FTZ ready for full yuan convertibility
SHANGHAI’S pilot free trade zone is ready for the full convertibility of the yuan after various measures were put in place to control potential risks, said Zhang Xin, deputy head of the Shanghai headquarters of the People’s Bank of China.
“The Shanghai FTZ has made adequate technical preparation to take the lead in making the yuan freely convertible under capital account,” Zhang told a financial forum in Shanghai yesterday.
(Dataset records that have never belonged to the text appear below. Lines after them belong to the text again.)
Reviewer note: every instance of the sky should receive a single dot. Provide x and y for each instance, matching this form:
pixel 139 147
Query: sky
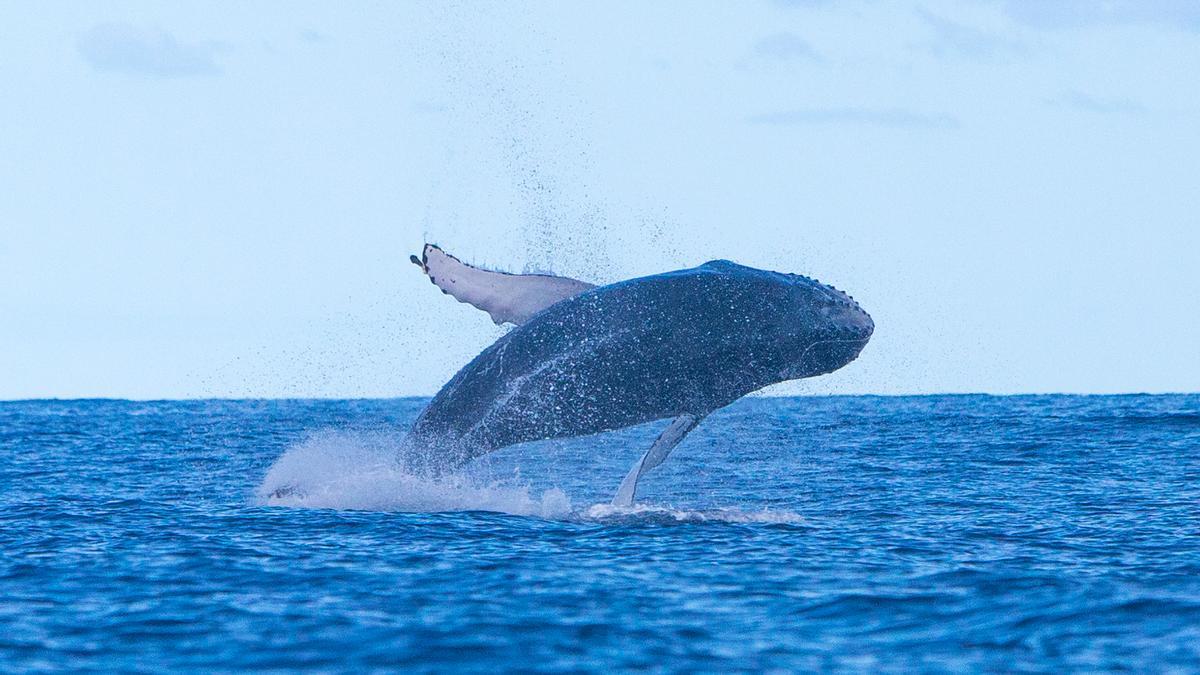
pixel 220 198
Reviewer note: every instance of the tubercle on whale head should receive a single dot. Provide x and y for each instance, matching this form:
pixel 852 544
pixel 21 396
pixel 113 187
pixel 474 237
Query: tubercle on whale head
pixel 815 328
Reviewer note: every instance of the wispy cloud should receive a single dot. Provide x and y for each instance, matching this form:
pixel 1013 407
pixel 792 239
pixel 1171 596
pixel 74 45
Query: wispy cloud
pixel 949 39
pixel 1080 101
pixel 1078 13
pixel 895 118
pixel 786 47
pixel 154 53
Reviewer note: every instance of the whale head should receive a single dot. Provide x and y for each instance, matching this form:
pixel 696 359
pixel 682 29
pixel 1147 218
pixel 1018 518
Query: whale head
pixel 803 328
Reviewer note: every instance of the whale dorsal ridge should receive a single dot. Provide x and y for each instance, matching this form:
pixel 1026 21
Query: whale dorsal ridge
pixel 507 298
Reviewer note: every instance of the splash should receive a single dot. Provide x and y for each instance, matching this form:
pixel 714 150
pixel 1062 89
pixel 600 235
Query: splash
pixel 360 472
pixel 653 513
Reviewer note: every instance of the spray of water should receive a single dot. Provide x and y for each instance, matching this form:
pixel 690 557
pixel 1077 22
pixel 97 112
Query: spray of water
pixel 365 471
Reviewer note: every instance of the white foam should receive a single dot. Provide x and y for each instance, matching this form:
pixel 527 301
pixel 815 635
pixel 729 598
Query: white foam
pixel 361 472
pixel 652 512
pixel 357 471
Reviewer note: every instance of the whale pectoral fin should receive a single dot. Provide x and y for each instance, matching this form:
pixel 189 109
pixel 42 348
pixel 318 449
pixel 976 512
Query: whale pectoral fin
pixel 507 298
pixel 663 446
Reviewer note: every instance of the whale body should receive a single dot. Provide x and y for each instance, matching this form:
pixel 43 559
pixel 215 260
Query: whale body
pixel 675 345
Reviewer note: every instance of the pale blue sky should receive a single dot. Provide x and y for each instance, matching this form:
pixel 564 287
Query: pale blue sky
pixel 219 198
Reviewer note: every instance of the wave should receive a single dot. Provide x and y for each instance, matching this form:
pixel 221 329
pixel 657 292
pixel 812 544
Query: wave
pixel 363 471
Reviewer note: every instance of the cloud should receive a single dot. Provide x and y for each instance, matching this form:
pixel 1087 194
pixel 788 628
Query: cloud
pixel 895 118
pixel 952 39
pixel 1079 13
pixel 154 53
pixel 1080 101
pixel 785 47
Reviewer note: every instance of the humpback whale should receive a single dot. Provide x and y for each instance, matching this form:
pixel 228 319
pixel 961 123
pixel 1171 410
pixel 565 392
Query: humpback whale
pixel 585 359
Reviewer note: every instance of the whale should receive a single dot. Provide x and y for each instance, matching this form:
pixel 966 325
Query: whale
pixel 585 359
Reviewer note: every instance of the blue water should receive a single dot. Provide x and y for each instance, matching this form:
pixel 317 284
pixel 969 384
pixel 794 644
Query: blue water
pixel 862 533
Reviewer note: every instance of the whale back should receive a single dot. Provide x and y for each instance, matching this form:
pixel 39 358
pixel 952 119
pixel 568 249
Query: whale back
pixel 681 342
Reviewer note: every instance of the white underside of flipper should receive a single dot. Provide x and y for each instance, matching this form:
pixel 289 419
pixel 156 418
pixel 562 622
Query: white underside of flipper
pixel 507 298
pixel 663 446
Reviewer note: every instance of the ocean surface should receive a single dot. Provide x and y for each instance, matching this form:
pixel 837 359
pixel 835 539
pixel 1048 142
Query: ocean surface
pixel 857 533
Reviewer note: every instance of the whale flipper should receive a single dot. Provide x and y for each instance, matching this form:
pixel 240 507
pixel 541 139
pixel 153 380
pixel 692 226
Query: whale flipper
pixel 507 298
pixel 663 446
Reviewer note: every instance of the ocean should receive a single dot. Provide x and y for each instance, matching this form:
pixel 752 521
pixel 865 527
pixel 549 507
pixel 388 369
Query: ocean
pixel 858 533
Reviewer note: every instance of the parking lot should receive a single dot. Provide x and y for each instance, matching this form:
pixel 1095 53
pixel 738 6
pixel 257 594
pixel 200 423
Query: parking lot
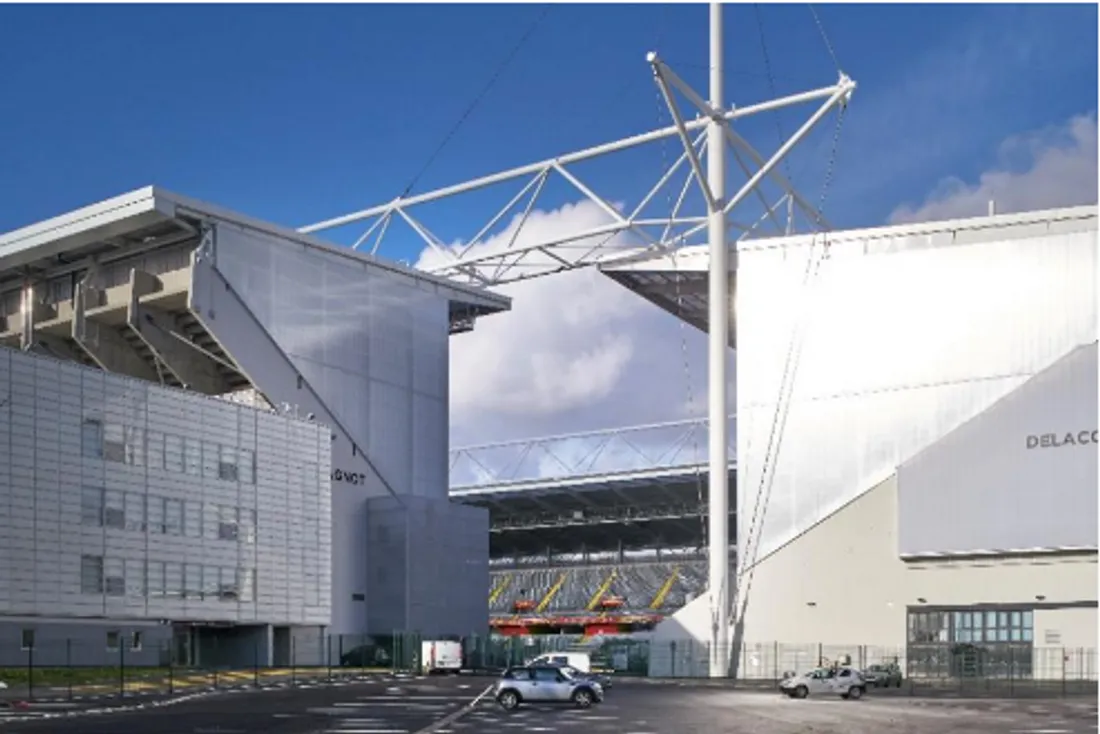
pixel 442 705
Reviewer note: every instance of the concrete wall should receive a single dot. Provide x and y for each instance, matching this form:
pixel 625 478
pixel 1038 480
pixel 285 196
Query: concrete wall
pixel 1022 475
pixel 435 576
pixel 120 499
pixel 83 643
pixel 848 569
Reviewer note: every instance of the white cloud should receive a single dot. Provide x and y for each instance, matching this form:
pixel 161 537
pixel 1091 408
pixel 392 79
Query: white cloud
pixel 576 352
pixel 1047 168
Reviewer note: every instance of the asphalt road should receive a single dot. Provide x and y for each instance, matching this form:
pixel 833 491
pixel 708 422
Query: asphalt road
pixel 439 705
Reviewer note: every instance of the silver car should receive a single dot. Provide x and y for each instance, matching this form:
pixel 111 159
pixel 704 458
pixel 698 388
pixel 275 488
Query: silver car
pixel 546 685
pixel 844 681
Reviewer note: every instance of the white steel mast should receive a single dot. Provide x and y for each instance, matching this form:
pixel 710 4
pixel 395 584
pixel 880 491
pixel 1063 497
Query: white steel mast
pixel 520 260
pixel 717 353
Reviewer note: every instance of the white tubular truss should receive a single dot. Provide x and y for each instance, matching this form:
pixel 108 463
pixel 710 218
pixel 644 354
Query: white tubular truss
pixel 677 445
pixel 521 259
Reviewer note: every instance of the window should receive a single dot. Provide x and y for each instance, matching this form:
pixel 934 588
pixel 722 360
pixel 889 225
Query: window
pixel 134 578
pixel 155 515
pixel 91 438
pixel 246 466
pixel 114 446
pixel 193 519
pixel 193 581
pixel 211 581
pixel 114 578
pixel 248 526
pixel 210 517
pixel 193 457
pixel 229 589
pixel 91 574
pixel 154 449
pixel 91 506
pixel 211 455
pixel 154 578
pixel 135 512
pixel 926 627
pixel 173 516
pixel 228 527
pixel 246 579
pixel 173 580
pixel 114 512
pixel 227 463
pixel 135 447
pixel 174 453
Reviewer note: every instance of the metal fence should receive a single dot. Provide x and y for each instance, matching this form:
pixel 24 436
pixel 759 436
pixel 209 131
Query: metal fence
pixel 70 669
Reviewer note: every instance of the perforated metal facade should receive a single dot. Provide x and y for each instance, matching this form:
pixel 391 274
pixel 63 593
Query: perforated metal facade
pixel 122 499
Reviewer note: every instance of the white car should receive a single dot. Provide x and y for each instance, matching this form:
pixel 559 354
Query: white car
pixel 844 681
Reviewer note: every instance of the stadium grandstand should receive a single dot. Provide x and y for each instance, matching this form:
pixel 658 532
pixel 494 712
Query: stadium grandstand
pixel 600 533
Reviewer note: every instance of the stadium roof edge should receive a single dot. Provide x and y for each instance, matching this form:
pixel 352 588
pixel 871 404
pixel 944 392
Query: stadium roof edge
pixel 48 239
pixel 677 281
pixel 682 259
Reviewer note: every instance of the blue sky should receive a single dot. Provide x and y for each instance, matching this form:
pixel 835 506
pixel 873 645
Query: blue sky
pixel 295 113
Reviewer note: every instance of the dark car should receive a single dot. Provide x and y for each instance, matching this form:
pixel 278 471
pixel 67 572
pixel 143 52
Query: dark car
pixel 882 676
pixel 545 685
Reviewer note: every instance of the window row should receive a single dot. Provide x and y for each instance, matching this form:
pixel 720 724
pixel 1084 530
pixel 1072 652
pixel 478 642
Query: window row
pixel 136 447
pixel 134 511
pixel 1009 625
pixel 117 577
pixel 113 641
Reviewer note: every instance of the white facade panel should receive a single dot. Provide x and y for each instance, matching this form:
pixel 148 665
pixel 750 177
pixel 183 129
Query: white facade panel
pixel 894 342
pixel 99 518
pixel 1022 475
pixel 371 348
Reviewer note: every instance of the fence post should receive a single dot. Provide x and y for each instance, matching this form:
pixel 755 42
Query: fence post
pixel 122 665
pixel 1063 672
pixel 68 666
pixel 328 654
pixel 30 670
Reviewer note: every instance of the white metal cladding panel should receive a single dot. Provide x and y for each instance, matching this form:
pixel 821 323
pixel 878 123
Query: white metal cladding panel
pixel 898 349
pixel 370 342
pixel 1009 479
pixel 45 472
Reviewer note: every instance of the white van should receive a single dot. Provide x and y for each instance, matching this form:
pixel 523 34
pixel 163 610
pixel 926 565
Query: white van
pixel 440 656
pixel 579 660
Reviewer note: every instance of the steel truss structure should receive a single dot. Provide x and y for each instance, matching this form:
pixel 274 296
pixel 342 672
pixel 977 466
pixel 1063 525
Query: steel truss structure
pixel 639 230
pixel 516 258
pixel 675 446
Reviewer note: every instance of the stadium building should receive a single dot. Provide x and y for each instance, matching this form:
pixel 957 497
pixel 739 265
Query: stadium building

To make the yuan fully convertible, further reforms need to be pushed such as promoting cross-border investment by individual investors, boosting links with securities exchanges, easing foreign exchange rules, opening capital market wider to overseas investors, facilitating global use of the yuan and building a robust risk prevention system, Zhang said.
Ten risk-management tools have been implemented in the zone, including a system to prevent money laundering, terrorism financing and tax evasion as well as monitoring abnormal capital flows.
The measures have done away with the need for administrative approval for cross-border investment by individuals and overseas financing by enterprises through the zone, Zhang said.
As of June 1, cross-border settlement via free trade accounts totaled 160 billion yuan (US$25.8 billion) and funds raised from overseas markets came to 70 billion yuan in the zone.
Wang Zhenying, head of the statistics and research department at the central bank’s Shanghai headquarters, said cross-border issuance of interbank deposit certificates will soon be allowed in the FTZ as China continues its efforts to liberalize interest rates.